We know the momentum of an electron, which is: 1,48*10^-21.

Also, remember that numbers are useless without appropriate units.

 

[Karagoz]

p = mv/√(1 - v^2/c^2)

p = mv/√(1 - v^2/c^2)

divide by m, and multiply by √(1 - v^2/c^2)

v = p/m * √(1 - v^2/c^2)

^2 both sides

v^2 = p^2/m^2 * (1 - v^2/c^2) = p^2/m^2 - (p^2*v^2)/(c^2*m^2)

making some changes on the right side so both have same divsor:

v^2 = (p^2*c^2)/(m^2*c^2) - (p^2*v^2)/(m^2*c^2)

This was where I left:

v^2 = (p^2*c^2)/(m^2*c^2) - (p^2*v^2)/(m^2*c^2)

Add + (p^2*v^2)/(m^2*c^2) on both sides.

v^2 + (p^2*v^2)/(m^2*c^2) = (p^2*c^2)/(m^2*c^2)

Get a common divisor on left side.

(v^2*m^2*c^2)/(m^2*c^2) + (p^2*v^2)/(m^2*c^2)

Simplify the left side

v^2(m^2*c^2 + p^2) / (m^2*c^2) = (p^2*c^2) / (m^2*c^2)

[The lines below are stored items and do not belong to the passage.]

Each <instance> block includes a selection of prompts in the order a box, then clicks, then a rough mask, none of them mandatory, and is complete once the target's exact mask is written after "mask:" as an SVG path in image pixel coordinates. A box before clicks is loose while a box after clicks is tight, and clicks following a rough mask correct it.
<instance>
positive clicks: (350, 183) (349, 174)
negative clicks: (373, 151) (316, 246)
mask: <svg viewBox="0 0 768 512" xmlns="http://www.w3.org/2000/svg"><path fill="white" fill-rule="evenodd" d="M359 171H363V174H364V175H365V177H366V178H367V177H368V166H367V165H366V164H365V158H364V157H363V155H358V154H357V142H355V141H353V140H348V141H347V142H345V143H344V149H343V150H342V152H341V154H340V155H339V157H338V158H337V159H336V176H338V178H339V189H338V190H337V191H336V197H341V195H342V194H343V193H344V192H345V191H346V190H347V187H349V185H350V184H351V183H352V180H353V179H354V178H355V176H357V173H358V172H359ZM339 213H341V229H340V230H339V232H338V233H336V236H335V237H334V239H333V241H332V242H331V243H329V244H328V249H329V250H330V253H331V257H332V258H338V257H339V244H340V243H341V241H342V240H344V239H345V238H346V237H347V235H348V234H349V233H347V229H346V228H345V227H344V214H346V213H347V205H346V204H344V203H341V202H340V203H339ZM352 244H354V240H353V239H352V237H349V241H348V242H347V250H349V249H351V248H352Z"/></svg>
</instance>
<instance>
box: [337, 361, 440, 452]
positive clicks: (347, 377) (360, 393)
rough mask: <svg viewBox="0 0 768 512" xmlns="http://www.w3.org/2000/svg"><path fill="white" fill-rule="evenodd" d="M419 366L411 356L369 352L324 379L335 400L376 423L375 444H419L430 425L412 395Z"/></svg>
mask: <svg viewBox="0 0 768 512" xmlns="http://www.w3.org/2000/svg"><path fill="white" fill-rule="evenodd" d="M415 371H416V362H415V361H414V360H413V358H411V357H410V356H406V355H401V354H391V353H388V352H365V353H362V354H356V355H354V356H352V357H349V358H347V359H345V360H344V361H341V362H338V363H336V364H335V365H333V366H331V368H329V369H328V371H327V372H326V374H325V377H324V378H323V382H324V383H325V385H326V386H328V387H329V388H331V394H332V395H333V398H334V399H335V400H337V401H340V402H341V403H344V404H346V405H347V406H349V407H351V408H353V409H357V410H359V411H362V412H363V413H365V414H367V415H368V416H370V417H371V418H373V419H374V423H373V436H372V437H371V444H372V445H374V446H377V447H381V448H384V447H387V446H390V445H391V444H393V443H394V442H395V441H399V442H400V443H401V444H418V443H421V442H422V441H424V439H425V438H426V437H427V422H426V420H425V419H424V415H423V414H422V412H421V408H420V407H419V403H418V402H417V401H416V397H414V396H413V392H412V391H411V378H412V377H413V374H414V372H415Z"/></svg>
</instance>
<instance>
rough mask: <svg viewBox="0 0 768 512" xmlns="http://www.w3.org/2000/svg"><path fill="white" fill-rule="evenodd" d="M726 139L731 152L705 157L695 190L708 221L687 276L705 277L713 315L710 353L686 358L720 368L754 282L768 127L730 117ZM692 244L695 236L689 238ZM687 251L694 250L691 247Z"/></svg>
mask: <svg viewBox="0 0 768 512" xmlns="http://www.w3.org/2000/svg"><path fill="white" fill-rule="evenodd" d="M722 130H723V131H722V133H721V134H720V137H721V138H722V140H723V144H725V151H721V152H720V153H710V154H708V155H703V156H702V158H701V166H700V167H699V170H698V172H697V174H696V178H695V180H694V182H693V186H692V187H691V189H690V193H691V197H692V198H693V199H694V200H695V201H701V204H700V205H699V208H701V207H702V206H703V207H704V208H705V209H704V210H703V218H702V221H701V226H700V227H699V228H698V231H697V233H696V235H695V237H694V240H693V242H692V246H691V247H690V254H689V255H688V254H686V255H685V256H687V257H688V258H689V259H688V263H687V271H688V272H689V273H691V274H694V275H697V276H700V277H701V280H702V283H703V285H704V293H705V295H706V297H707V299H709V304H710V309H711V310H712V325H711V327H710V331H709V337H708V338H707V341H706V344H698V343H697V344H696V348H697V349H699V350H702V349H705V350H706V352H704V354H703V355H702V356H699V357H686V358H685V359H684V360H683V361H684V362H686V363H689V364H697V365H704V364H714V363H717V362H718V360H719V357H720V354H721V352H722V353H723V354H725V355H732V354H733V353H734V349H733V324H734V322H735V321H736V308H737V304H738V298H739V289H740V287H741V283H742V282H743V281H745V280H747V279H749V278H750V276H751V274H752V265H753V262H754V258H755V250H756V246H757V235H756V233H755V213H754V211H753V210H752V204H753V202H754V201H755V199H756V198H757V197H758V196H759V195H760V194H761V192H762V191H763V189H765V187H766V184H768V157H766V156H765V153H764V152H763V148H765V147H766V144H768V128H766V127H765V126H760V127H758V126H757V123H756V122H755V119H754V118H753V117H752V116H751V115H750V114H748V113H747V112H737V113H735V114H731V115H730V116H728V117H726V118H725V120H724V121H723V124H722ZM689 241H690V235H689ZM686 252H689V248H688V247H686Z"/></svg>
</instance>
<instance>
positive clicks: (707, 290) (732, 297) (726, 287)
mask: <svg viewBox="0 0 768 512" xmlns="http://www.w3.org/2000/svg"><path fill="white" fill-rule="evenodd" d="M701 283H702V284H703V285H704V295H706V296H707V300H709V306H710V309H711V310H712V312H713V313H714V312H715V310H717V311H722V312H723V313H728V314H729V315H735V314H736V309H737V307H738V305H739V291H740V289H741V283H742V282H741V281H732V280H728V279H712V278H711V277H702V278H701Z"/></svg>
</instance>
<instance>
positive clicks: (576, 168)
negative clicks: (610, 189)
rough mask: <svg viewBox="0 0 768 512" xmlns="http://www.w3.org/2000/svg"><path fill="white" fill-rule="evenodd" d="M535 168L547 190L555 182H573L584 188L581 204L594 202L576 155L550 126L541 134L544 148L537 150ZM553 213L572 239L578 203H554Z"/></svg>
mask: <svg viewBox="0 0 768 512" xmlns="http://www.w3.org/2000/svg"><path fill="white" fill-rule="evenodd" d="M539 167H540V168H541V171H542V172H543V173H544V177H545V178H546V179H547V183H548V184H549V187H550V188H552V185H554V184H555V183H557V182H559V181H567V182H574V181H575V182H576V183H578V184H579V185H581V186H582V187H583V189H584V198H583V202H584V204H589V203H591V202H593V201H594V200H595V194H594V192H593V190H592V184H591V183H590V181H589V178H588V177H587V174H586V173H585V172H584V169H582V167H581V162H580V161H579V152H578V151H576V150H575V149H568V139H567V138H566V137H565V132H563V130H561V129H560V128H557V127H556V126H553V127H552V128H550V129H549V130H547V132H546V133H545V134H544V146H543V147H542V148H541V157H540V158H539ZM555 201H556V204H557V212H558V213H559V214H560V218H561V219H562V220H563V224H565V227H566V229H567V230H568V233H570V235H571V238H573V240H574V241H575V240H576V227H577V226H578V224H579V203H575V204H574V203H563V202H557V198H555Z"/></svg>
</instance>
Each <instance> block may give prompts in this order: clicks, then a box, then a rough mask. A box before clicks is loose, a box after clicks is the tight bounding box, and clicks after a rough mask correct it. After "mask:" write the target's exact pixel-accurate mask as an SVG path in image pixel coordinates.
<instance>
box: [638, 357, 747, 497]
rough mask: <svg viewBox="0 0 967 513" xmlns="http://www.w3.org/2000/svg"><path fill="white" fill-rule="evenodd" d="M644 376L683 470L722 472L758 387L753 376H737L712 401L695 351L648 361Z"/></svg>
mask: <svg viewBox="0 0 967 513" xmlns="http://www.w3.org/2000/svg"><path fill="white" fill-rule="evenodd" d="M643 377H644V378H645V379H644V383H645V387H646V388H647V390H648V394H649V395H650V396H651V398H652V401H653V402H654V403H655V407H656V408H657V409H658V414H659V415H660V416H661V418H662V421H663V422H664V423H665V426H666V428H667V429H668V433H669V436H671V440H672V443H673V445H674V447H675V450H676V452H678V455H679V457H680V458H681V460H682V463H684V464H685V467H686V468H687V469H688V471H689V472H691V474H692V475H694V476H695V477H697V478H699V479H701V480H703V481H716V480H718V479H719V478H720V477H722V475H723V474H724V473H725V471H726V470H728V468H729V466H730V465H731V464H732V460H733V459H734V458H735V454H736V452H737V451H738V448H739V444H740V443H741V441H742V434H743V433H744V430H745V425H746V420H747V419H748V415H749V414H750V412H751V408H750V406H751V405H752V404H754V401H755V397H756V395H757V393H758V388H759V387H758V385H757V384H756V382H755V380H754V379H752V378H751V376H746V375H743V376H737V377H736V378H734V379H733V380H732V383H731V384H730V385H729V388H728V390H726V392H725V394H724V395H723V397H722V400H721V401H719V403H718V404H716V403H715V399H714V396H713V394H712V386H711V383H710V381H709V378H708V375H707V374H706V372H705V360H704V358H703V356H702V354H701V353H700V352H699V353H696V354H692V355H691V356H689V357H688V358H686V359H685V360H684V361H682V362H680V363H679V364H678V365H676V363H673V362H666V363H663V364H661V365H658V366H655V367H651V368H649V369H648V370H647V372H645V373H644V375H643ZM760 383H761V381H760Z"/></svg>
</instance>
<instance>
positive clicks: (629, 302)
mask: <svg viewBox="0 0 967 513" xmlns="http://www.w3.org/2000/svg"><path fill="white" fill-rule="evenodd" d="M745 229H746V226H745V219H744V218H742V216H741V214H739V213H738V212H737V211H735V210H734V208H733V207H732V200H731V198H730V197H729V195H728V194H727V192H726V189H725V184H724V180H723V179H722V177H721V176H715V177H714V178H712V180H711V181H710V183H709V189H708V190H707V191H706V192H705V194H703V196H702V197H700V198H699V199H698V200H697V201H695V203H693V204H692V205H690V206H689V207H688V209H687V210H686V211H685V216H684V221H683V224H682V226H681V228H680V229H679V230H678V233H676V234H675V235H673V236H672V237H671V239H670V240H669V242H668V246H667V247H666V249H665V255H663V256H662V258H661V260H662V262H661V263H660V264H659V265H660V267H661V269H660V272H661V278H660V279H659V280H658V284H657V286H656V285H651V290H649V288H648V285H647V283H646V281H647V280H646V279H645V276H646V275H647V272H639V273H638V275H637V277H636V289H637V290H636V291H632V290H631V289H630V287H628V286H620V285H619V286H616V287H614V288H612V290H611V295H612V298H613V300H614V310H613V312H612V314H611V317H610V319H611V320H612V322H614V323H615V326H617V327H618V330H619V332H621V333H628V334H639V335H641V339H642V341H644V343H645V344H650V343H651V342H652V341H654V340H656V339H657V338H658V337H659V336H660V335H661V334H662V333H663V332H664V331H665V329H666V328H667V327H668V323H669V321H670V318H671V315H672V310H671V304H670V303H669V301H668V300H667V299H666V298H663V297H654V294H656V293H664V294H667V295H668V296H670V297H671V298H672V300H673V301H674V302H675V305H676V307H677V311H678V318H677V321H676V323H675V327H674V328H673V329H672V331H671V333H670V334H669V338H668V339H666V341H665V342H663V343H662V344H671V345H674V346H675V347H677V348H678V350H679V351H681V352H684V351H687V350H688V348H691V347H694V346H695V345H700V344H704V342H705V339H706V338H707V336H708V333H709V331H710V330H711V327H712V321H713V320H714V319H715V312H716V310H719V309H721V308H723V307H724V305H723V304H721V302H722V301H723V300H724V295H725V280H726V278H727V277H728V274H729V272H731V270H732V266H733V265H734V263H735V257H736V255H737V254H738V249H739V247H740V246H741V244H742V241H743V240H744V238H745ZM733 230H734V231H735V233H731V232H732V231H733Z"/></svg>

Multiply both sides by: (m^2*c^2)

v^2(m^2*c^2 + p^2) = (p^2*c^2)

divide by (m^2*c^2 + p^2)

v^2 = (p^2*c^2)/(m^2*c^2 + p^2)

SQROOT both sides:

v = (p*c) / √(m^2*c^2 + p^2)

v = (p*c) / √(p^2 + m^2*c^2)Do you know a more simplified way?

 

[Chandra Prayaga]

p/m = v / √(1 - v² / c²)
p² / m² = v² / (1 - v² / c²) = 1 / (1/v² - 1/c²)
(1/v² - 1/c²) = m² / p²
1/v² = (m² / p²) + (1/c²))
That separates the v to the left. Now take the lcm on the right hand side, invert, and take the square root.